When responding to an incident, you need to quickly find the scope of the issue so you know which teams to notify and which parts of your system to investigate next—before your end users are affected. But as multiple processes use resources on each of your hosts, and interact in unexpected ways, it can be difficult to know exactly what is causing an issue—especially if those processes are running off-the-shelf software.
Datadog’s Live Processes provides insight into your workloads by tracking resource consumption metrics, traces, and network data for each process running in your infrastructure. Datadog now correlates multiple data types by PID, so you can tell at a glance which processes are causing network bandwidth saturation, application errors, infrastructure latency, and other issues in your system.
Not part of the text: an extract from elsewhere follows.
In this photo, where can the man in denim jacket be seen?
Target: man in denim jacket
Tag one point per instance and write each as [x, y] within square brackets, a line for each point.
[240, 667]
Stop overworking your workloads
If resources in your infrastructure aren’t scaled or configured appropriately, your applications will have a higher chance of losing availability. To identify failure modes you may have otherwise missed, you need visibility into the resource conditions affecting each running process. Datadog correlates each process with the distributed tracing and APM data it generates, so you can easily determine which applications are facing resource constraints—and which applications are using more resources than expected.
For example, we received an alert notification that hosts in a certain region are running low on memory, and another notification that instances of our web application in that region have begun returning 5xx messages to clients. It seems like the two issues are connected, but with multiple applications running on the low-memory hosts, we need more information to investigate.
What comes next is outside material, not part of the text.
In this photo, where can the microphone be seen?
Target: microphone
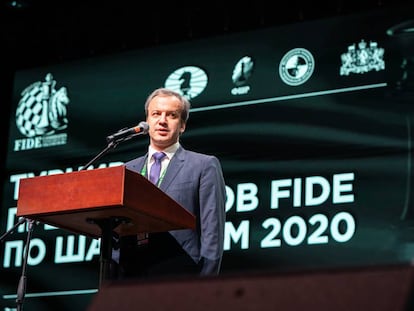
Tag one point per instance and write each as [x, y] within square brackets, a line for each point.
[127, 133]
With the Live Processes view, we can see that web application processes on these hosts are consuming unusually high levels of memory. After we inspect one of these processes and view the traces it generates, it becomes clear that the process has been executing code in a rarely called path—one that handles complex queries by pulling a large amount of data from multiple storage clusters and buffering the results in memory for analysis.
We can also see that a data backup job is running on the affected hosts, consuming high levels of memory as it reads from local storage.
From there, we view logs for applications on the problematic host, and notice a high number of “out of memory” errors thrown by the application runtime. Now that we know about this rare but serious failure mode, we can update our application runbook, write API tests with request payloads designed to reproduce the incident, and figure out how to prevent similar issues in the future. We can also create a Live Process monitor so we can respond more quickly if the web application is using more memory than it should be.
Get to the root of network issues
Resource saturation on a host can affect a process’s ability to handle network communication with upstream and downstream services, causing services or even entire applications to lose availability. If a process struggles to access the CPU long enough to read data from a socket, you’ll see high network latency and frequent retransmits. Alternatively, a process that opens a lot of TCP connections will also show elevated CPU utilization and a high number of open file descriptors, which can cause resource contention with other processes on the host.
Datadog correlates each process with the Network Performance Monitoring telemetry it generates, so you can pinpoint the workloads responsible for network-level issues like high TCP latency, retransmits, or drops in network volume. In the Live Processes view, you can check whether a process with higher-than-normal RSS memory consumption, CPU utilization, open files, or other resource metrics is also responsible for issues in your network.
If you notice a problematic aggregate connection associated with one process in the “Network” tab of the Live Processes view, you can easily select it to pivot to the Network Page. There, you can see if other aggregate connections with the same destination are also showing signs of an issue, indicating that the destination endpoint is struggling to handle traffic. If the issue is restricted to a single aggregate connection, it is probably the result of conditions on the origin host, not the destination endpoint.
Sometimes workloads fail because an upstream service is rejecting their TCP connection attempts, causing “connection refused” errors on downstream hosts. To see why this is happening, you can inspect an aggregate connection within the Network Page and use the “Processes” tab to show processes running at the destination endpoint.
If a process seems to be using a particularly high share of system resources, or appears to have been terminated, you can pivot back to the Live Processes view, then click the “Related Processes” tab to see all of the other processes running the same command. This will help you narrow down the scope of the issue—e.g., does it affect an off-the-shelf workload like Redis or your own application—so you can understand the extent of customer impact and respond more intelligently.
And if you think the issue has to do with conditions on the host running the process you’re investigating, you can easily shift views within the “Related Processes” tab to show all processes running on the same host, and check whether one process’s outsize resource consumption is degrading the performance of other processes.
A lot to process
Datadog Live Processes now correlates resource consumption metrics, application request traces, and network performance data by the PID of the process that generated them, so you quickly contextualize application issues by getting visibility into problematic parts of your infrastructure. Live Processes is fully integrated with Network Performance Monitoring, APM, Log Management, and more, so you can get comprehensive visibility into process-level activity with no additional configuration.